🤖 AI Summary
This work addresses critical bottlenecks in deploying large language models (LLMs) in industrial settings—namely, inefficient inference, slow loading, high latency, and suboptimal resource utilization—by introducing a unified, high-efficiency inference engine. The proposed system accelerates model loading through sequential I/O optimization and overlapping I/O with communication, and incorporates a decoupled Prefill-Decode architecture, hierarchical KV cache reuse, modular speculative decoding, adaptive quantization, multimodal decoupling, and multi-level parallelism. Evaluated across models ranging from 8B to 235B parameters, it significantly outperforms vLLM and SGLang: model loading is accelerated by 4.7–6.3×, P95 time-to-first-token (TTFT) latency is reduced by 35–37%, KV cache reuse improves by 215%, and throughput gains of 1.12–2.48× and 1.86–2.52× are achieved for speculative decoding and multimodal tasks, respectively. Additionally, quantized batched inference latency is lowered by 35–40%, and TTFT is improved by 1.9–3.0×.
📝 Abstract
Large Language Models (LLMs) have revolutionized AI applications, but deploying them at scale presents significant challenges. We present RTP-LLM, a high-performance inference engine for industrial-scale LLM deployment, successfully deployed across Alibaba Group serving over 100 million users. RTP-LLM addresses fundamental bottlenecks through integrated design. It optimizes model loading via file-order-driven I/O and parallel I/O-communication overlapping. The Prefill-Decode Disaggregation architecture decouples compute-intensive prefill from memory-bound decode phases, combined with hierarchical multi-tiered KV cache management enabling efficient cache reuse. In addition, RTP-LLM incorporates modular speculative decoding supporting multiple algorithms, adaptive KV cache quantization, and decoupled multimodal processing, with support for multi-level parallelism.

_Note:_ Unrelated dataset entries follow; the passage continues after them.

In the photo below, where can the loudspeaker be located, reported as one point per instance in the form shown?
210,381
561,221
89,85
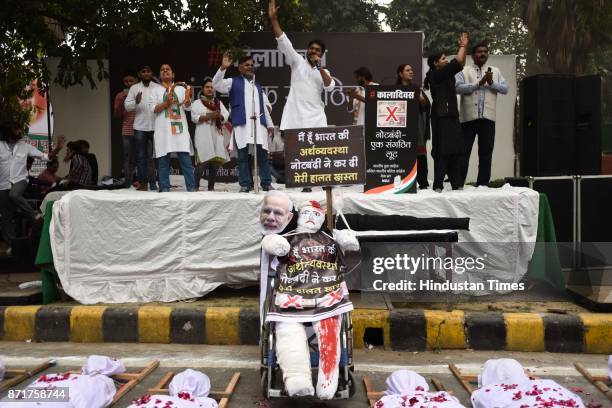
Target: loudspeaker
547,125
588,124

Comprehensive evaluations across diverse model architectures (8B-235B parameters) have been conducted, where both controlled benchmarks and real production workloads are used. The results demonstrate RTP-LLM's superior performance against vLLM and SGLang: 4.7x-6.3x model loading speedup, 35-37% TTFT P95 latency reduction with 215% cache reuse improvement in production traffic scheduling, 1.12x-2.48x and 1.86x-2.52x throughput improvements in speculative decoding and multimodal inference, respectively, and 35-40% batch latency reduction with 1.9x-3.0x TTFT improvement in quantized inference. RTP-LLM's production-proven architecture and open-source availability make it a comprehensive solution for industrial LLM deployment.